CQRS: Querying via HTTP

This article continues the series dedicated to the CQRS pattern. We will be looking at the Command Query Responsibility Segregation pattern as an architecture, particularly dive into the Querying part and try to find out how to fit it in the HTTP. At the time this article is written, two main protocol versions exist HTTP/1.1 and HTTP/2. Version 3.0 is in the draft, so we are not considering it. The main difference between 1.1 and 2.0 is the transfer layer. The semantics stays the same, hence everything we’ll be talking about here is relevant for both versions.

ℹ️ Don’t forget to check the introductory post to the CQRS pattern, where we’ll go through the idea behind the pattern as well as main actors [CQRS: Inro].

Check all available articles dedicated to applying CQRS architectural patter on top of HTTP [CQRS via HTTP].

If you are looking at CQRS as an option for your current or next project, you are on the right track, make sure to go through another important aspect of CQRS pattern, such as Commanding.

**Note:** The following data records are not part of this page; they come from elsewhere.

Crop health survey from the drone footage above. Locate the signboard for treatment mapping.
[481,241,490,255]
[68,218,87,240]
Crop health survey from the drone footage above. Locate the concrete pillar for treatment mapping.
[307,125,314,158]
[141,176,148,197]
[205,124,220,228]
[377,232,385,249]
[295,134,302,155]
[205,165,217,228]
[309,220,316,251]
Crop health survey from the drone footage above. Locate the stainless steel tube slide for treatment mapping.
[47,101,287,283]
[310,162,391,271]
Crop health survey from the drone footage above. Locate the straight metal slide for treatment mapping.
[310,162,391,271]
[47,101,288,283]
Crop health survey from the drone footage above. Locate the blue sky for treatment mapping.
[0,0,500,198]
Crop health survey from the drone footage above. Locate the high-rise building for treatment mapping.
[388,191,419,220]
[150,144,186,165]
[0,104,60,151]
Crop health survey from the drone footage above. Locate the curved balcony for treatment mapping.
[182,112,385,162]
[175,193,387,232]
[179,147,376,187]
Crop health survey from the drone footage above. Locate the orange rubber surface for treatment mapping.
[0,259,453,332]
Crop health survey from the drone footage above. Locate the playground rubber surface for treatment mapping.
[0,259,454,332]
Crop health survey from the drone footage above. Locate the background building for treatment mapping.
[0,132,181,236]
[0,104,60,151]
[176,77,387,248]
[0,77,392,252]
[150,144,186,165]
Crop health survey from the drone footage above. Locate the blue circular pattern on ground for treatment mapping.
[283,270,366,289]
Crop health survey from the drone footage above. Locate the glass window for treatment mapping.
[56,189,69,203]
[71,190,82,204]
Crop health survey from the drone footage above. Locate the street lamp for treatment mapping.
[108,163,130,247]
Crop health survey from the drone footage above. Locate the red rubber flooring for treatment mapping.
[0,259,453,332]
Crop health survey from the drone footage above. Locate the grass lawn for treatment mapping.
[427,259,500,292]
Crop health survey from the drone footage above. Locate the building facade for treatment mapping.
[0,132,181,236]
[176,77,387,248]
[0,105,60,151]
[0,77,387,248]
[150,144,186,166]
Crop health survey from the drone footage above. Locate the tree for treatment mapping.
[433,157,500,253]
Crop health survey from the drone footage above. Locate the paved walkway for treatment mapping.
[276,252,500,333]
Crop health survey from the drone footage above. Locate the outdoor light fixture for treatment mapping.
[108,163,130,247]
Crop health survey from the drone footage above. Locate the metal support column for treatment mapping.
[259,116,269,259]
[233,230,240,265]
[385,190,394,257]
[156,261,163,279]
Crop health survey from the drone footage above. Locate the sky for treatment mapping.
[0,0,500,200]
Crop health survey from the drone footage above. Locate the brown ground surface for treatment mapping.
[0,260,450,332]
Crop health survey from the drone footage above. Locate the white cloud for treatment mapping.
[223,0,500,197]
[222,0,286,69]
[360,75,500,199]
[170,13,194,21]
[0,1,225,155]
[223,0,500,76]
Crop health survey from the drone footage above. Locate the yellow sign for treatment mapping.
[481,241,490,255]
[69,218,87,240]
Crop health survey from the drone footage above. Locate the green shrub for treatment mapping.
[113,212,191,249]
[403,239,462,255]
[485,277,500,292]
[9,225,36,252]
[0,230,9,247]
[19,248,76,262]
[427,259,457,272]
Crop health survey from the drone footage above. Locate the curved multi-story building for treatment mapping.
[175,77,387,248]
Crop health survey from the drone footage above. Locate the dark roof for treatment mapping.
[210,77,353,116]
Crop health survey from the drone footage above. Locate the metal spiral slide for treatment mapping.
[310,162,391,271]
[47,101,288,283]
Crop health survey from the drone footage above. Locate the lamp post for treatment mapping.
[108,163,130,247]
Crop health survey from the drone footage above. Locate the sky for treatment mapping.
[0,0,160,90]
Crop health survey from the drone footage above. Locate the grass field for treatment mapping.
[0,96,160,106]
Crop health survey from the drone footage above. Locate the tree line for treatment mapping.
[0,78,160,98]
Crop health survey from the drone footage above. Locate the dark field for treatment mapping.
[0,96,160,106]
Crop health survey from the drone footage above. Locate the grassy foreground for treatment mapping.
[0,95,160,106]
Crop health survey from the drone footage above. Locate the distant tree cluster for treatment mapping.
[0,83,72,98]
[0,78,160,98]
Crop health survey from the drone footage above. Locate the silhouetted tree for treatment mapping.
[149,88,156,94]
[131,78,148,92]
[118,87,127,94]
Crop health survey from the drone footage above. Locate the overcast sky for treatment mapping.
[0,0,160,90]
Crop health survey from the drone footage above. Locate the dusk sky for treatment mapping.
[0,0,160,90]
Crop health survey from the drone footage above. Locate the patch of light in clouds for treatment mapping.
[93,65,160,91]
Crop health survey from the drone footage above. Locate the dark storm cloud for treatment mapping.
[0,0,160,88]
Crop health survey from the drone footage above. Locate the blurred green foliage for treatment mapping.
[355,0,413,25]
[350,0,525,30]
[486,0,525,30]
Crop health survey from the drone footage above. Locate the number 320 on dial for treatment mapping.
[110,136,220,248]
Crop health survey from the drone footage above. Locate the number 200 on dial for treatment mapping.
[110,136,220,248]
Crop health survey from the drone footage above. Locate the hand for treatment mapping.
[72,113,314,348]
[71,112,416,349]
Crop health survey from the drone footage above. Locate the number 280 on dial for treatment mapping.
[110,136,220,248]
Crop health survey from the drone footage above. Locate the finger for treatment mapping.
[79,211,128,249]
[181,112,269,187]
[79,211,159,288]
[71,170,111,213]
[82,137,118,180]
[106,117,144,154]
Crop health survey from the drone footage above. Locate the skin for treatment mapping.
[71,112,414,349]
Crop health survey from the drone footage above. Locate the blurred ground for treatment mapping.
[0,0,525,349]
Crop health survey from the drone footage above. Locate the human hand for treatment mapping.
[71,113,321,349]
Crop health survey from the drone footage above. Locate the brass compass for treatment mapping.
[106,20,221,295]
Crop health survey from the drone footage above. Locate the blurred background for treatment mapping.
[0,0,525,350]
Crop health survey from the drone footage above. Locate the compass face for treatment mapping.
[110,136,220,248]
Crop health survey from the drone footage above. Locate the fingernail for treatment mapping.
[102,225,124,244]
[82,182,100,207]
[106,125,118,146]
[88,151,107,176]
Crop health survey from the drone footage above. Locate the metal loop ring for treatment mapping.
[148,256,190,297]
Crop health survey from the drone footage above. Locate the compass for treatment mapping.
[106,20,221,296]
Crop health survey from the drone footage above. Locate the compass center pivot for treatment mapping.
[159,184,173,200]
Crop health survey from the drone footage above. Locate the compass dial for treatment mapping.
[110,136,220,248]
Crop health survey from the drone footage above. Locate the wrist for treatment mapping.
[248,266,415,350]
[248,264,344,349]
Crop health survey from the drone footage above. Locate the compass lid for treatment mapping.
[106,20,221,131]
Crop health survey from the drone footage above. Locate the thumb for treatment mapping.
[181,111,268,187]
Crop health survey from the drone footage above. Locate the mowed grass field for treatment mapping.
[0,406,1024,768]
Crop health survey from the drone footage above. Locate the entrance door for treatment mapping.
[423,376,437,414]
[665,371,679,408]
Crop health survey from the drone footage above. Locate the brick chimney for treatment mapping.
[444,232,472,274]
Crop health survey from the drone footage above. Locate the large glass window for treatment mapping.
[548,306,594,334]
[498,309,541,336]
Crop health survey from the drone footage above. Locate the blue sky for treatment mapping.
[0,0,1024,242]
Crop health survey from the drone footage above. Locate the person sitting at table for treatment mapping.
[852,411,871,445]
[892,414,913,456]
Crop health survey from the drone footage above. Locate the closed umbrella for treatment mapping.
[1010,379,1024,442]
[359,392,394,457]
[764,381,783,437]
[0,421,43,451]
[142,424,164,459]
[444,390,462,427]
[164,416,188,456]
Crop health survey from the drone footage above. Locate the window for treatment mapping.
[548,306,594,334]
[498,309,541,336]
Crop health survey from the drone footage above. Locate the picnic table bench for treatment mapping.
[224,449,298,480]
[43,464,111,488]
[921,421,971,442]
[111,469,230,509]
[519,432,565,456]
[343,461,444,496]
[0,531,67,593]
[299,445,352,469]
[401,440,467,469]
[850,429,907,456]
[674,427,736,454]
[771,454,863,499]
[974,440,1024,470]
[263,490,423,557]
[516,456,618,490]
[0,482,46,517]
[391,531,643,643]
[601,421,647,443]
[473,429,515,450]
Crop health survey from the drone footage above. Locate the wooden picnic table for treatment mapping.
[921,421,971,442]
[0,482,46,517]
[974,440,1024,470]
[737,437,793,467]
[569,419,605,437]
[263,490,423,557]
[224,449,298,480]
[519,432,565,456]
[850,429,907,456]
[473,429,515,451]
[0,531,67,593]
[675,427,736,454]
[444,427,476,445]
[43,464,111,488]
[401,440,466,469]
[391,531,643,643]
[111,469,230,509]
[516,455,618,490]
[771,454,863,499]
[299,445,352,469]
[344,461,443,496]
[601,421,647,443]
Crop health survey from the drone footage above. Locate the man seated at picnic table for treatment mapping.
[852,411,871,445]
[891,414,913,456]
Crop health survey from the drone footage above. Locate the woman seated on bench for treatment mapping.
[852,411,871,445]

From the HTTP mechanics perspective, Querying has a lot in common with the Commanding. Thus most of the decisions made in the Commanding via HTTP article can be applied here. To avoid duplication I’ll be mentioning similarities and reference a decision, rather than duplicating information from the previous article.

In the first article of the series, I’ve identified the main features of the Query as a part of the CQRS pattern. Take your time and check it out, to get yourself familiar with the CQRS pattern. I’ll quickly highlight main features here:

A query is a request for some system state. Therefore query must not mutate system state or introduce any side-effects.
Each query must be a single-purpose query that is tuned to answer only one single question. Queries are bad candidates for applying the DRY principle.
A query might contain some supportive data for filtering or ordering purposes, but be cautious and not overuse it. The query data suppose to make query reusable for a single view component, not across multiple view components.
Query response should have only information that was queried, not less, not more. Violation of this point most likely will be a result of violation previous point.

HTTP Request

We will be constructing the HTTP Request for the Query in a similar manner we did for the Command. The first step would be to determine the correct HTTP request method. Picking one of the Nine existing (Eight and a PATCH) methods. As an opposite to the Command, we will be focusing on so-called safe methods. These methods are used for data retrieval and don’t intend any data mutation, this is where the prefix safe is coming from. There are two safe methods available GET and HEAD.

Information

By definition HEAD HTTP Request Method should not return the response body, hence it won’t be able to return the result of the query. Which won’t work for our needs for obvious reasons. The main idea behind the HEAD request is getting HTTP Headers that would be returned with the GET request (e.g. content-length).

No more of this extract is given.